メガネフレーム 下準備

 先日キャンディーレッドで下塗りを行っておいたnoegoなるメーカーの眼鏡フレームです。その後60℃40分の強制乾燥を3回行っておきました(2回で良かったのですが恒温器に入れっぱなしだったので勝手に3回熱を入れた感じです)。

 フロントとテンプルとの合わせ面についた塗膜をカッターで削り落とし(そのままでは入らないので)、仮合わせもしておきました。

これだけでも最初に比べると大分雰囲気が変わりましたが、さらにフチにゴールドを入れていくのでもう一度塗装を行います。

 そのまま塗っても塗膜は密着しないので、再び足付け処理を行います。

尚、このフレームは鉄板を切り出して作ったように薄い造りになっていて、そのままペーパーを当ててしまうと簡単に角が露出してしまう為、足付け処理はナイロンブラシとウォッシュコンパウンドを使って丁寧に行います。

 強く抑えると変形してしまう恐れがあるので、下にスポンジ(当て板)を敷いて、ウォッシュコンパウンドをタップリ使って軽いタッチで多方向から擦るようにして足付けを行います。

その後良く洗い流し、水気を取って保管しておきます。

マスキングシートを長い時間貼りっ放しにするとその糊が被塗面に移ってしまう為、マスキングは本塗りのタイミングを見計らってから作業する事になります。

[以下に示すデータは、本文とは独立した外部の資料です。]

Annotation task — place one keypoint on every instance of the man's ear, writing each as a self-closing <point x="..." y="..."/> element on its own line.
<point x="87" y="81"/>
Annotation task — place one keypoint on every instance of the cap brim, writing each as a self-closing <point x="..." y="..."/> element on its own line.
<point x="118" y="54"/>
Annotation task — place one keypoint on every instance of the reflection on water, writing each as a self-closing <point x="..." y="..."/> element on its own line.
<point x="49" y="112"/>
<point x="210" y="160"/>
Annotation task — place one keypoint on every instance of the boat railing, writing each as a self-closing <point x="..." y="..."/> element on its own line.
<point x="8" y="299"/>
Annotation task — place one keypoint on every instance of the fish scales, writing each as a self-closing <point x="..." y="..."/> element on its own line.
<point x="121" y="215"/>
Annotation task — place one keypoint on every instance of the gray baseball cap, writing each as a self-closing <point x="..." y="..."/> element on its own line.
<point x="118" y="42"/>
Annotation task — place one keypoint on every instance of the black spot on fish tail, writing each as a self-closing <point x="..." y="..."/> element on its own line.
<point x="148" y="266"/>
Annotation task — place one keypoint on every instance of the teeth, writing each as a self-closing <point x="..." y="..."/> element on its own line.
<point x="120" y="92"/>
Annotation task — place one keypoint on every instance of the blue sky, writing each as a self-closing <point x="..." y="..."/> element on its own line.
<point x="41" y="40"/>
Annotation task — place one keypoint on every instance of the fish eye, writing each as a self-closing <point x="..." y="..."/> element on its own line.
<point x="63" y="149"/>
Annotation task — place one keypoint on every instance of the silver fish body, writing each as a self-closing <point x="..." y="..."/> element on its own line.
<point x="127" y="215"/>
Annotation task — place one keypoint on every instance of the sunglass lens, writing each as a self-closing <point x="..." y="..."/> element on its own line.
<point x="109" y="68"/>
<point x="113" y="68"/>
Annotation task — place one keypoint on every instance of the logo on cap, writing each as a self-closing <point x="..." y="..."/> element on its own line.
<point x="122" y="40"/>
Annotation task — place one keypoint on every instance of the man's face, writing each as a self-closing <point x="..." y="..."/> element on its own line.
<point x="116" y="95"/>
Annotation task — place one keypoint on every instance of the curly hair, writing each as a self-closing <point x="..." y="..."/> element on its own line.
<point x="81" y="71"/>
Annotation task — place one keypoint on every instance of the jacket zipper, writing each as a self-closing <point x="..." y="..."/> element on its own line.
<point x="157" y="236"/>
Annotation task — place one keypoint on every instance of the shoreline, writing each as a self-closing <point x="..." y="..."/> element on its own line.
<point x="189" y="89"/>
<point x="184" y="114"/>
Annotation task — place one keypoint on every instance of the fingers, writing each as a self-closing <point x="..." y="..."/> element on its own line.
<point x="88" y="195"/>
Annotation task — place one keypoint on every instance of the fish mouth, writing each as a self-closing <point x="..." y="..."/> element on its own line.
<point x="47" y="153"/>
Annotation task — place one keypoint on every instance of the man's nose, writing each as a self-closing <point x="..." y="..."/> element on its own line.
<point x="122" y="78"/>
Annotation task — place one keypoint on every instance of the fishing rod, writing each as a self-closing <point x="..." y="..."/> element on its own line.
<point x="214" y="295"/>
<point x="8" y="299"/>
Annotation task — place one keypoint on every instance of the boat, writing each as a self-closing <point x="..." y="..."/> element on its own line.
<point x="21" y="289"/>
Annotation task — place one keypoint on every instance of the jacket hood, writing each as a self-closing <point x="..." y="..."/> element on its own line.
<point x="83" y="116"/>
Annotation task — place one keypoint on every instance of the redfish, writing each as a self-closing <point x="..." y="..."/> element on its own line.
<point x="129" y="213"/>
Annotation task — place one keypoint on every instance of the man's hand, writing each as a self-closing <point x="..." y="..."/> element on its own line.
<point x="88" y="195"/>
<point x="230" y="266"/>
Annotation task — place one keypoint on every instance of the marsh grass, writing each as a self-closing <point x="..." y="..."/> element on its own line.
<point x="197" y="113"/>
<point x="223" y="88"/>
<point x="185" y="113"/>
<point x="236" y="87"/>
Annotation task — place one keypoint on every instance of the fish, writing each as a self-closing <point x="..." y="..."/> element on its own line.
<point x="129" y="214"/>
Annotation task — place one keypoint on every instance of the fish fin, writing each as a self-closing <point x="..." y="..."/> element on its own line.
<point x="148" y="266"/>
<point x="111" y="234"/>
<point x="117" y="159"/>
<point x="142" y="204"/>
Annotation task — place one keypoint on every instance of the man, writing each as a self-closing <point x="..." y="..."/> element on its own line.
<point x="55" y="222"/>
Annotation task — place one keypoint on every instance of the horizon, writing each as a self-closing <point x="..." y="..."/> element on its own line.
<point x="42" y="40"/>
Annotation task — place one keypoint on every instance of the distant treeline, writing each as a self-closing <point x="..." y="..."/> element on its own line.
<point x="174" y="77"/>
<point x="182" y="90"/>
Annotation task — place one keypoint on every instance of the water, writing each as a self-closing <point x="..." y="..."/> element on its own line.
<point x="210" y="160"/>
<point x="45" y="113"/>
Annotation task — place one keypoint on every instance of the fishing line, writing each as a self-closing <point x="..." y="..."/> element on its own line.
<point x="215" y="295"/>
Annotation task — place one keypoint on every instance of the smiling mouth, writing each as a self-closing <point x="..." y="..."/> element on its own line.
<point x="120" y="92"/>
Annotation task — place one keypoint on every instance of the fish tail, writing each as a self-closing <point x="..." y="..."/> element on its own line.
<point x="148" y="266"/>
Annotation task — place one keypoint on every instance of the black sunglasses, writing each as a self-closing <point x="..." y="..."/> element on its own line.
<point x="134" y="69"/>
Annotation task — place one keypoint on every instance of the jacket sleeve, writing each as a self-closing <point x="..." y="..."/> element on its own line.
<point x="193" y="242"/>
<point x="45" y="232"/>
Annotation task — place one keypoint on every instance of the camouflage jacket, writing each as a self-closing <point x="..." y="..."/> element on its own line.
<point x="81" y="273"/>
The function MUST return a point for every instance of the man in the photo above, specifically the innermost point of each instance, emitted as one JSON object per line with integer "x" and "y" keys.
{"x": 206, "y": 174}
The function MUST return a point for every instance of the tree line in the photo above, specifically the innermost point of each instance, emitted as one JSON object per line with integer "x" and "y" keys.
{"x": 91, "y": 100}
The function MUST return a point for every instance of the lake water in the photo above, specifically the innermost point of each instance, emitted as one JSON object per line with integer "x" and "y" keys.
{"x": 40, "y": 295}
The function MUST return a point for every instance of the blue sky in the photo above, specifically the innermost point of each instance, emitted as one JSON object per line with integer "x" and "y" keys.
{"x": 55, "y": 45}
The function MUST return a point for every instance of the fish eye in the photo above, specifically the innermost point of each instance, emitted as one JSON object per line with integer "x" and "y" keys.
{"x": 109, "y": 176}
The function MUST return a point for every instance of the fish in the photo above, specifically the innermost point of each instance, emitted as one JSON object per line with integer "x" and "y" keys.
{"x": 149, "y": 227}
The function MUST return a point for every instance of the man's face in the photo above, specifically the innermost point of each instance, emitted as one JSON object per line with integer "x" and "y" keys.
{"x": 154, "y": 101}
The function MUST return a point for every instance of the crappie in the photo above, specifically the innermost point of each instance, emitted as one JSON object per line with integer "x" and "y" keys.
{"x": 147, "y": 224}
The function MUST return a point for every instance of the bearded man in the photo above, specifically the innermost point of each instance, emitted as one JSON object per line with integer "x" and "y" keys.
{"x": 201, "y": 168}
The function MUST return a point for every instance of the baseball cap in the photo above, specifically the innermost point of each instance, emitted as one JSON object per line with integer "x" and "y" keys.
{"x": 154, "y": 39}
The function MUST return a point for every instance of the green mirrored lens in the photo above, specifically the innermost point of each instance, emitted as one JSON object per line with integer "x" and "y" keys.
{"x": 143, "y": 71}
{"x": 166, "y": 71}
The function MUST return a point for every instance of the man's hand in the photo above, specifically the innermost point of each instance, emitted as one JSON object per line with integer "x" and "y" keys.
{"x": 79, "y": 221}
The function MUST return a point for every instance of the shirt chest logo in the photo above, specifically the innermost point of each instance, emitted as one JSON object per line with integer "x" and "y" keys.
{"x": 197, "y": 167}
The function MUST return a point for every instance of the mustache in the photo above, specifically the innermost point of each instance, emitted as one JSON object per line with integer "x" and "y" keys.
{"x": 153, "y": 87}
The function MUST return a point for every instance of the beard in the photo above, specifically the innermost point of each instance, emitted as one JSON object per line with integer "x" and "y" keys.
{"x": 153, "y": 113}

それではまた作業進行しましたら紹介をさせて頂きますね。どうぞもう少々お待ち下さいませ!

メガネフレーム 下塗り

 アイアンマンカラーでご依頼を頂いているメガネフレーム一式です。

作業着手のタイミングがかなり遅くなりましたが、メガネの塗装は少々特殊で、他の案件とは並行して作業が出来ない(凄く気を遣う)のでどうかご理解を頂ければと思います(眼鏡フレームに関してはお預りから完成までは三か月くらいが目安となります)。

 まずはサンドブラストで旧塗膜を剥離&足付け処理としました。

ツルの耳に掛かる部分は色のついた樹脂が被さるとの事で見えなくなりますが(透明な物の場合は見えてしまいます)、全部塗ると塗膜の厚みで入らなくなってしまう恐れがある為、途中までの塗装としておきます。

 良く脱脂清掃後、台にセットし、

 まずはプライマーを塗布します。

 前面に着くパネルは隙間をわざと開けてフチまでしっかり塗れるようにしておきます。

 入り難い裏側も多方向からスプレーして隅々までプライマーを行き渡らせます。

 色については、先日確認したキャンディーレッドで承っておりますので、まずは下地としてシルバーを塗布します。

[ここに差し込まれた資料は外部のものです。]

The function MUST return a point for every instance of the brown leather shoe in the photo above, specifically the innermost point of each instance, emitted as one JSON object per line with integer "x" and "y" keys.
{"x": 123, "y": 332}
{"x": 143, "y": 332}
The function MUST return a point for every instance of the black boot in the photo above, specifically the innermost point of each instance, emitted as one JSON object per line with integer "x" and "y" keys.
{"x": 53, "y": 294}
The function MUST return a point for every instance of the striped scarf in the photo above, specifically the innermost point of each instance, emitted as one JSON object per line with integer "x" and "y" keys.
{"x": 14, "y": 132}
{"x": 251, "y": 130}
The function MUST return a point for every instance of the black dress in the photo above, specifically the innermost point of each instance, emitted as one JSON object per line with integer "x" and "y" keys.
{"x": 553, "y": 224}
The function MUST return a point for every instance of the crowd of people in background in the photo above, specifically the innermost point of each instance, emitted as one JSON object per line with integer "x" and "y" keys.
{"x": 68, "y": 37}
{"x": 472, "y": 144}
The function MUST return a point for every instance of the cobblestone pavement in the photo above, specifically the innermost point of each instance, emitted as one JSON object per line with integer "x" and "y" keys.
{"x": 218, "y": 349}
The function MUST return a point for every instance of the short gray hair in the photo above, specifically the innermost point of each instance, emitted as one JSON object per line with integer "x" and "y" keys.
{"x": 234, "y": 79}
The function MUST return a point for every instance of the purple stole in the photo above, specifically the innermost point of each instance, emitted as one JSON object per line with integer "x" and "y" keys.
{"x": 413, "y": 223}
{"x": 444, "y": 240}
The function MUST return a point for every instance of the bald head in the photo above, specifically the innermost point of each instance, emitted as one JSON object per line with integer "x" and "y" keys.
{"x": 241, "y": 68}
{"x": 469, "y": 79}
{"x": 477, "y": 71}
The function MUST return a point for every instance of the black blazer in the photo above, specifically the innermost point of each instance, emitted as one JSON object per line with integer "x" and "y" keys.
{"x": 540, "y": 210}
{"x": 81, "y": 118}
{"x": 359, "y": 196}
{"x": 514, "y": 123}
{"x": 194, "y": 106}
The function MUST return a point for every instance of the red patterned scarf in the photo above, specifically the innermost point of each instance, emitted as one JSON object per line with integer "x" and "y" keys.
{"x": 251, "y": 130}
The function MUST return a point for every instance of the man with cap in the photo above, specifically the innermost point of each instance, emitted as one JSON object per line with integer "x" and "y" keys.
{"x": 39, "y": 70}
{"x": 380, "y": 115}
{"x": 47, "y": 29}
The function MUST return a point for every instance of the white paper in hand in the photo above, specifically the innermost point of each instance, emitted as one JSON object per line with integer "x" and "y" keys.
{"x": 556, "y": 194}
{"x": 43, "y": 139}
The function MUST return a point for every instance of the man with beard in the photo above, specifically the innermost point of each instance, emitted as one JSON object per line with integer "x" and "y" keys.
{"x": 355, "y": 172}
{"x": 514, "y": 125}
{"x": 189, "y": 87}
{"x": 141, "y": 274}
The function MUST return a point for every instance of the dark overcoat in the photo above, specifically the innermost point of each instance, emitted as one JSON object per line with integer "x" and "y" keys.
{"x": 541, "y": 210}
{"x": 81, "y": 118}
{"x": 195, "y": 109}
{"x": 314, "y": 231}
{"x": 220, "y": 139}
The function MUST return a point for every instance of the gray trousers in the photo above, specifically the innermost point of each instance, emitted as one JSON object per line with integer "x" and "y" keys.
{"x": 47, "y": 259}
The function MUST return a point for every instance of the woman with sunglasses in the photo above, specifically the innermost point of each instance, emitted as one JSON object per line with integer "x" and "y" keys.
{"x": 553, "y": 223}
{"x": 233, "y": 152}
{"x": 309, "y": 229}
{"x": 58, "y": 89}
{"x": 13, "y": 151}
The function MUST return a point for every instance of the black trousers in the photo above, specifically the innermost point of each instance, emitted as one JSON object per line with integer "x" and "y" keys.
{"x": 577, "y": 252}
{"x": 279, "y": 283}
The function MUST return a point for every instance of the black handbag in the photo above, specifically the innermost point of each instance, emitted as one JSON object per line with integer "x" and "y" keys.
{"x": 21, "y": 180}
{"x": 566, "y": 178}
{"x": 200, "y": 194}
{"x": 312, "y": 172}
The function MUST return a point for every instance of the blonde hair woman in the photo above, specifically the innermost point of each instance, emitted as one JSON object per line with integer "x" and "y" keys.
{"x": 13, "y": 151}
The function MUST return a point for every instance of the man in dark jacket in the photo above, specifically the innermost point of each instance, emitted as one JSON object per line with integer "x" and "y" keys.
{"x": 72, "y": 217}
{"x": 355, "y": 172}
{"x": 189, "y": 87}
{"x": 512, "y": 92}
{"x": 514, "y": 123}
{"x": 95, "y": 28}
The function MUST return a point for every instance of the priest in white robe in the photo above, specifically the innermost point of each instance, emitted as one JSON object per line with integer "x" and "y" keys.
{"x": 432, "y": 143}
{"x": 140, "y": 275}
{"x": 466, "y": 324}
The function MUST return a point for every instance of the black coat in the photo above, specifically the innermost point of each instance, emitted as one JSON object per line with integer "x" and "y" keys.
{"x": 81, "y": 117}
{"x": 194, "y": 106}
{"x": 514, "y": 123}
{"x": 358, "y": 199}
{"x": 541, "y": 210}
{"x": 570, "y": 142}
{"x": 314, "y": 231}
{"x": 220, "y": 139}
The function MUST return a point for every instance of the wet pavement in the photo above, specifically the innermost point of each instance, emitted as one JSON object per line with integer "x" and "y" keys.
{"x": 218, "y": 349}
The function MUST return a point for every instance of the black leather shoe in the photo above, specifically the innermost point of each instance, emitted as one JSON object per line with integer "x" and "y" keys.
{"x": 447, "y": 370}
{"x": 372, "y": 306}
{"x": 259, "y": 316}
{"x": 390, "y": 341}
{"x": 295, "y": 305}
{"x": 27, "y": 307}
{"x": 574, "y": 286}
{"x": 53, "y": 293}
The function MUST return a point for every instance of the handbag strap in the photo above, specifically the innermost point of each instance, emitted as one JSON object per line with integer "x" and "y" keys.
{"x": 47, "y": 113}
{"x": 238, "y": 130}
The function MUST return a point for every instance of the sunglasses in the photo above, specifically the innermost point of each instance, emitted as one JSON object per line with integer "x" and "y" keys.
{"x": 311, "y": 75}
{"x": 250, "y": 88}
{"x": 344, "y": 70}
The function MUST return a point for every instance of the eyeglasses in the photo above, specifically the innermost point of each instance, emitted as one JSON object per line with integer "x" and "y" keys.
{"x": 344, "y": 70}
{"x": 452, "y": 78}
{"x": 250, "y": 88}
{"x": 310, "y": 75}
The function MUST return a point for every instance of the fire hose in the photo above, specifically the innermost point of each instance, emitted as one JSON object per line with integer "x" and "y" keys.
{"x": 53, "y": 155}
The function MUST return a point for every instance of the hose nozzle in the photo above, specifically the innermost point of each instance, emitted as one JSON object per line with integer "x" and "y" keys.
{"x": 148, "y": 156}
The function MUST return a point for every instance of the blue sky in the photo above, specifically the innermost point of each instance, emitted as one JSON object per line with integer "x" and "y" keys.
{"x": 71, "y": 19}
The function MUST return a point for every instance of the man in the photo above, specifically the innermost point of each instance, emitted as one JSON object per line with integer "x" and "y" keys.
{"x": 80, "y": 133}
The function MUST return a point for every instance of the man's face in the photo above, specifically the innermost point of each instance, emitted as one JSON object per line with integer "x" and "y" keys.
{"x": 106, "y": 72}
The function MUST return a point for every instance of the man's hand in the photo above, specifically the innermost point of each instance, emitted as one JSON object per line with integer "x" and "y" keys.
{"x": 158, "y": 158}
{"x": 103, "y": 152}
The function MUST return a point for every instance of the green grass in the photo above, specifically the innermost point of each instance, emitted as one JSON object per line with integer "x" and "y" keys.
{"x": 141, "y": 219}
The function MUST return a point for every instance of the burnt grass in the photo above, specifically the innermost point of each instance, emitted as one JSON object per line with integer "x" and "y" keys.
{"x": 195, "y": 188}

 STANDOXの粗いメタリックは隠蔽力が激しく低い為、最初は隠蔽力の高いシルバー(具合的にはVW社のリフレックスシルバー)で完全隠蔽し、その後粗目のメタリック(STANDOX MIX598)を塗り重ねます。DUPONTのシルバーは信じられないくらい隠蔽力が高いので、この違いは一体何でしょう・・・。

 その上に透過性の赤=キャンディーレッドを塗り、最後にクリアーを塗って本塗り(下塗り)完了です。

 今回はキャンディーレッドとゴールドの2トーンカラーで承っていますが、一度に塗るのは非常にリスクが高い為、先日紹介した象印のステンレスマグ同様二回に分けての塗装とします。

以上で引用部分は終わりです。